Does he get defensive? Does he try to turn it back on you? Or does he understand where you’re coming from.
I think sharing custody of a dog is a bit much but then again to some folks dogs are like children. At the same time, why does he need to be friends with these people on Instagram?
I get that it’s “social media” but “social media” makes infidelity a helluva lot easier than it used to be. And I’m sorry but ANY woman should know, and be woman enough to admit, that:
A. Your new girlfriend doesn’t want you being friends with your exes because that shit is weird and there are only two reasons to keep an ex around.
1. You have kids.
2. There’s a possible reconciliation in your future and you’re keeping your options open.

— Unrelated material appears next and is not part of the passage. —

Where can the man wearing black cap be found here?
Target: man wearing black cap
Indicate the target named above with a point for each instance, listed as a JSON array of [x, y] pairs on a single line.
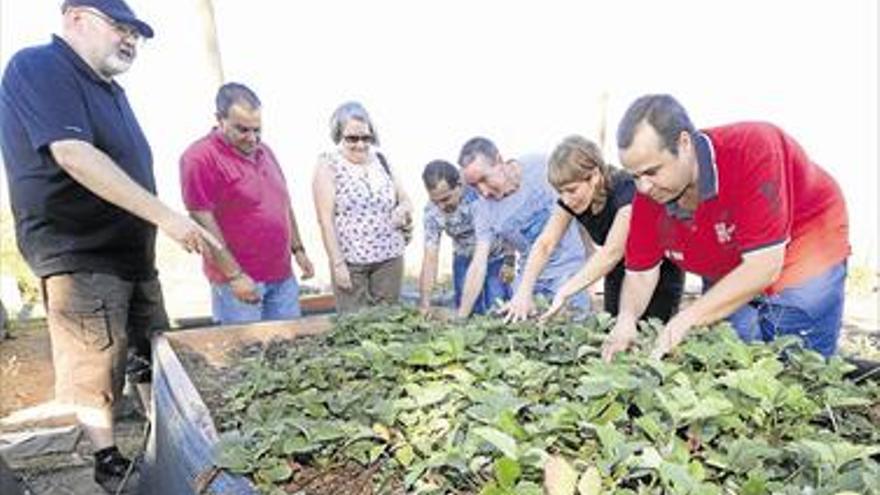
[[83, 196]]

And B. Most of the time your ‘new man’ doesn’t want you being friends with your exes either and if you are keeping in touch for any reason besides children it’s almost always a secret. (Or a secret by omission.)

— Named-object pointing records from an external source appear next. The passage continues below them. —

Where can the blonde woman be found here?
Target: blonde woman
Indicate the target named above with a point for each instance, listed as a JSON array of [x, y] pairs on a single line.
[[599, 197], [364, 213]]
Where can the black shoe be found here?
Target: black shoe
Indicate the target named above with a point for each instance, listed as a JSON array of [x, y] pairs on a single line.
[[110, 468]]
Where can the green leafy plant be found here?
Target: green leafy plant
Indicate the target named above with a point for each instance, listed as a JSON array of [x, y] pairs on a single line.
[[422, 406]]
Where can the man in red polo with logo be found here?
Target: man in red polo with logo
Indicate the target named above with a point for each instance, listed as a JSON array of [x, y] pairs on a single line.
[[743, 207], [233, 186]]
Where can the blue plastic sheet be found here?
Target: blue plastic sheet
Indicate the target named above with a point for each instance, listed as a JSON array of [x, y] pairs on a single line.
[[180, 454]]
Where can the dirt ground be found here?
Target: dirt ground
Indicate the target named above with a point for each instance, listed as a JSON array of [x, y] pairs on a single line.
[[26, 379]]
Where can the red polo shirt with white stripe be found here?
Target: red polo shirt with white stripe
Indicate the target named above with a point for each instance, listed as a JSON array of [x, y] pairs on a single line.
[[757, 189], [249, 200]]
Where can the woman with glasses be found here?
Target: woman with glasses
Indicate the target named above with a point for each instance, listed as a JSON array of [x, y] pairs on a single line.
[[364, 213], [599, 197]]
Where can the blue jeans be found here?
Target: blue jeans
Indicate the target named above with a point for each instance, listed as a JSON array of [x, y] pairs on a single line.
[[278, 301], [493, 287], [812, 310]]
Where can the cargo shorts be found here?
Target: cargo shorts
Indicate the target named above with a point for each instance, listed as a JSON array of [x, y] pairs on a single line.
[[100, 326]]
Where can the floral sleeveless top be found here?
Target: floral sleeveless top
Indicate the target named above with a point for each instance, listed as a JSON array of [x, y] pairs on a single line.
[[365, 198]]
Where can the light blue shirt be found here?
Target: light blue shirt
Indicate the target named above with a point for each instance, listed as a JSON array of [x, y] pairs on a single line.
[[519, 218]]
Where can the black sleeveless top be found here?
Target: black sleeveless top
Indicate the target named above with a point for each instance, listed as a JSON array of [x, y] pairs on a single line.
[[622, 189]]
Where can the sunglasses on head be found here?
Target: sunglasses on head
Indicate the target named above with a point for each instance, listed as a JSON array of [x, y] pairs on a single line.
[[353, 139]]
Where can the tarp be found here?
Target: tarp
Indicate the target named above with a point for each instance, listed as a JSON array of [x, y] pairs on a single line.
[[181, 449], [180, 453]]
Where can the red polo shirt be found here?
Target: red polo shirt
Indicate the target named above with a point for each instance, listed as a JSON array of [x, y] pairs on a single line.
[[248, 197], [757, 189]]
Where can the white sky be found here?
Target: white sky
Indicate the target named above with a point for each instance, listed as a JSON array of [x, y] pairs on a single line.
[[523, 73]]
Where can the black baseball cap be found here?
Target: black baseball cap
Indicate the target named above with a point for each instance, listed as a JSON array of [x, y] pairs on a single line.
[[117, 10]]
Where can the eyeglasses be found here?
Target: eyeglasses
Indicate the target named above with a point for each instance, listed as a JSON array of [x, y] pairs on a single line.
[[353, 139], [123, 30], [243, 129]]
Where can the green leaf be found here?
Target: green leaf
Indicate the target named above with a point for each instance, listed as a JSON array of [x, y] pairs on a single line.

There’s almost always shady shit going on when an ex is involved because, let’s face it, almost NO ONE is that friendly. (Who are we kidding?) With that said, though, I wouldn’t freak all the way out until you talk to him and gauge where he’s at on the subject. He might not know it would bother you, or more probably, doesn’t know that it bothers you THAT much.
Post # 12
- Wedding: March 2021 - Kauai, HI
It’s a good thing that he’s amicable with his ex. Shows maturity. Ignore it.
Post # 13
I mean the dog thing is weird and annoying. I would hate that. Like you guys aren’t together anymore it sucks one person keeps the dog but that is life. He can get another dog.
I feel that at some point you leave exes behind. It is normal and natural to move on. I was friendly with my last ex and when he texted me in a purely friend way a few months ago. Even though there are no feelings anymore on either side I realized it’s just unnecessary to be in contact. So I blocked his #on my phone. I am still friends on Facebook but that’s as much contact as you should have with an ex imo.
I mean is he going to be in contact with all of his exes forever? When he has kids? Is he still gonna be sharing an old dog? He’s just putting off the inevitable. I don’t think you can insist he stop with the dog sharing, and the Instagram thing well you can tell him you are uncomfortable with how much his exes seem to be still apart of his life. See what he says. You might have him unfriend his exes or you might just have to wait it out bc eventually people move on. I’m surprised his ex gf’s new boyfriends let them be in contact either. Are his exes part of his friends circle still? That’s the only reason I can think they would remain friendly.
Post # 14
ladyjane123 : the dog thing I get. It’s like his kid. No kids ever for either of us. His ex that he shares the dog with is in his group friends. Not his main group and they don’t talk and stay in touch besides the dog, but at some big group friend events she may be there. Still annoying but I think this is all stemming from my own baggage.
Post # 15
sweetdee89 : “They share custody of their rescue.” Nope. I’d be out. Call me petty, childish, whatever. I would not be down for that. The social media stuff is just icing on the cake. Why sign up for this? There are sweet, affectionate guys all over the place who don’t have exes marking their territory like the dog they share custody of. A relationship with this guy will be years of insecurity and wondering where your place is in his life. No thank you.